The human hands, face, and vocal machinery have evolved as finely differentiated parts as compared to other primates due to the two phenomena that includes child development and computational modeling. Infants imitate face and hand action as well as speech. All three modalities may share a common evolutionary path to organ differentiation through imitation. Facial imitation is unique among the three because infants can neither see the face they feel nor feel the face they see, so that imitation must be mediated by an intermodal representation. Language, spoken or signed, evidently requires an integral anatomical system of discrete, independently activated parts that can be coordinated to effect rapid sequences of expressive global action.
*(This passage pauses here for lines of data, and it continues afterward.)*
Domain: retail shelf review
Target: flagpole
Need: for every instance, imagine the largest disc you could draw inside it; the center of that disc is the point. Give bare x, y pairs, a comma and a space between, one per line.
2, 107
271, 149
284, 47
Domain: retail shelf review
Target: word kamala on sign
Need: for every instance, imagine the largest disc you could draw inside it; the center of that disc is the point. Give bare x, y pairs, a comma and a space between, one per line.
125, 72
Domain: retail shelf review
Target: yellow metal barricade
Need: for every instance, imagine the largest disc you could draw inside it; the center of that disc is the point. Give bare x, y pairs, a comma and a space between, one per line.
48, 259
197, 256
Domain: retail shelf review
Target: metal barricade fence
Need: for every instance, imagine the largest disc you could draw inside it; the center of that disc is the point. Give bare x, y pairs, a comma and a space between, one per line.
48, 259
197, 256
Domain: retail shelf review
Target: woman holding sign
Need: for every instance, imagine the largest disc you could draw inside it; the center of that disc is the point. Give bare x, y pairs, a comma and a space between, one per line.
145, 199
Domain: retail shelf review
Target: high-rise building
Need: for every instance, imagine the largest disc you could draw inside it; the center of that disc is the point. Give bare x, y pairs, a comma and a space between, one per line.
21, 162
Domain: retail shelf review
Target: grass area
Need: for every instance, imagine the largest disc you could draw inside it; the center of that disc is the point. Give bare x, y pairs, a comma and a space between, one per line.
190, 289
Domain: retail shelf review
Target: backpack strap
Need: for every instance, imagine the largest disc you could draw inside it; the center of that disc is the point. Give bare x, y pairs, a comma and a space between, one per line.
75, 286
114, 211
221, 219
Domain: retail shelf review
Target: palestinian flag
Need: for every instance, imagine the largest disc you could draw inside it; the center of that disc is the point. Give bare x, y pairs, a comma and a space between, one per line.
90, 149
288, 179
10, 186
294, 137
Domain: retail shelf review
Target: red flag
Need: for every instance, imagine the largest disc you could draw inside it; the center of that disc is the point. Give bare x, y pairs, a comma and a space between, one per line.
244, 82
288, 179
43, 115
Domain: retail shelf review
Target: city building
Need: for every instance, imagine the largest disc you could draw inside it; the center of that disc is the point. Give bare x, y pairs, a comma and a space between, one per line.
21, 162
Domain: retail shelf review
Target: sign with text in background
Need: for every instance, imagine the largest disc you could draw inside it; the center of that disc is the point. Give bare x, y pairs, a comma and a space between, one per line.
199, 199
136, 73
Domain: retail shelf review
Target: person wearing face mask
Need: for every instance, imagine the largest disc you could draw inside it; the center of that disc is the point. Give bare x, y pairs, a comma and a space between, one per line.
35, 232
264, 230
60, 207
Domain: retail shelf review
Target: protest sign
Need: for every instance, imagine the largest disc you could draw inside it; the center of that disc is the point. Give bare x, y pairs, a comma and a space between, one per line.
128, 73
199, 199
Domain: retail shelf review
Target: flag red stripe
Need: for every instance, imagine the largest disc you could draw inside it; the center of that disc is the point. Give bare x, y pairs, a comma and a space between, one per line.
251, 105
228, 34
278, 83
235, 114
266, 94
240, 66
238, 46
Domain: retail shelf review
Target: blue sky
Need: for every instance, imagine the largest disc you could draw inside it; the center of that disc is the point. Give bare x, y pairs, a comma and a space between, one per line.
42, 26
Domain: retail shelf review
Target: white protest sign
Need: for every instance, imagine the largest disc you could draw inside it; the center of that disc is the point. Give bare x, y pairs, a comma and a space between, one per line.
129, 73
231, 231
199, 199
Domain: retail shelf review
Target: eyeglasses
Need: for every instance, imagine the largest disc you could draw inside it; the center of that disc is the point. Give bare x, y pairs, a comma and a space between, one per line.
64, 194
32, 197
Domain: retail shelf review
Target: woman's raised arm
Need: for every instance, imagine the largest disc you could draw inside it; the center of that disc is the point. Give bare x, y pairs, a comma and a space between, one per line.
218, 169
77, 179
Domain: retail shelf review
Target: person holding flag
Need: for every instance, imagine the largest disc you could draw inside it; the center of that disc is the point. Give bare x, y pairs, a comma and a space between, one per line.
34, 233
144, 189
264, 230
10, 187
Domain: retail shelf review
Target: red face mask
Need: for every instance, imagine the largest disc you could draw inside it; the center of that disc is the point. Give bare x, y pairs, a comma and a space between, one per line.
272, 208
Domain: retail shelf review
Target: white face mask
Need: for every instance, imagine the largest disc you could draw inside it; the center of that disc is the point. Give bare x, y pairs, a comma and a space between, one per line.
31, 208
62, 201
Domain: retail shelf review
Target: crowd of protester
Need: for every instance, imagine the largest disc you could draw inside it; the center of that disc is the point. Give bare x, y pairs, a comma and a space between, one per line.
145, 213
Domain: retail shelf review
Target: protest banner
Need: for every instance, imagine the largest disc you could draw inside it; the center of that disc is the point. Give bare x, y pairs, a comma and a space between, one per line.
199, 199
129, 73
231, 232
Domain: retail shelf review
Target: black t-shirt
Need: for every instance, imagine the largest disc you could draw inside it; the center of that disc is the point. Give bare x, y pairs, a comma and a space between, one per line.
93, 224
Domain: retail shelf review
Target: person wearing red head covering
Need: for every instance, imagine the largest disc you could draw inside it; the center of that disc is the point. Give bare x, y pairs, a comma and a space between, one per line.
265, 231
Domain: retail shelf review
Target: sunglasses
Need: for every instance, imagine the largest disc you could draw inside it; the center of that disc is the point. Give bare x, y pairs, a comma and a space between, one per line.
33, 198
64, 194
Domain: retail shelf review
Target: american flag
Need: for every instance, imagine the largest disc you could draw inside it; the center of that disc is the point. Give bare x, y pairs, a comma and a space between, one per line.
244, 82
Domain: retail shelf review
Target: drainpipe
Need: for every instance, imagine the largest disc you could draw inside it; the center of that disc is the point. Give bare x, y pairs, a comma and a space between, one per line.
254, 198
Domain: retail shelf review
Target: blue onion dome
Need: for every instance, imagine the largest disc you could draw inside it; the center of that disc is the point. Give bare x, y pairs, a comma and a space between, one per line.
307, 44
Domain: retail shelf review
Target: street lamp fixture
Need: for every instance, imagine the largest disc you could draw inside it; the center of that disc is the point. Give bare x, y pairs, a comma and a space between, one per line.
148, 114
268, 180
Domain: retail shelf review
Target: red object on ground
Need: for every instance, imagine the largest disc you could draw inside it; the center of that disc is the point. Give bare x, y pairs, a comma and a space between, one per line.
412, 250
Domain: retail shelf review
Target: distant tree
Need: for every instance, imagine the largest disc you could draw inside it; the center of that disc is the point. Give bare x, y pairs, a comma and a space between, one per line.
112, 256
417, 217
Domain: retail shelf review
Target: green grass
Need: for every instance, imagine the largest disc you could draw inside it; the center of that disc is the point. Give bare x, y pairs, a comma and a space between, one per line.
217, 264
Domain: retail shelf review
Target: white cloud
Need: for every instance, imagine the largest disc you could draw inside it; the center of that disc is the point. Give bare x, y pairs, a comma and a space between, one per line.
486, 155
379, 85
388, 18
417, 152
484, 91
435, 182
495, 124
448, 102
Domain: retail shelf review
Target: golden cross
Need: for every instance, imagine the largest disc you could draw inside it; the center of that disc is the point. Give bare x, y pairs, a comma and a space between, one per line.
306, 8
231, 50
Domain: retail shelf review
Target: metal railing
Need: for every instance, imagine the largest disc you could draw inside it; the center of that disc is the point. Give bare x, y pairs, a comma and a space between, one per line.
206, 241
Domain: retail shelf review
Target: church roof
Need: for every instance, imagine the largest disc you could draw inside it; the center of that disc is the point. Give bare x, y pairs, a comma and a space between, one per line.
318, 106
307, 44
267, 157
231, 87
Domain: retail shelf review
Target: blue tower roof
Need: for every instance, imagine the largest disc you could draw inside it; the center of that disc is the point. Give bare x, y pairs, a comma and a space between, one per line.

Consonants are specified by acoustic trajectories, formed by gestural combinations of varying degrees of complexity. Lindblom's proposed a modified dispersal algorithm to predict consonant-vowel (CV) syllable trajectories by means of a cost/benefit ratio (articulatory cost/perceptual discriminability) summed and minimized over a system of syllable trajectories such as might appear in a small lexicon. Lindblom's work offers the most comprehensive computational model so far available of how systems of discrete gestures, phonemes, and syllables may have emerged by self-organization under perceptuomotor constraints from an evolved vocal tract.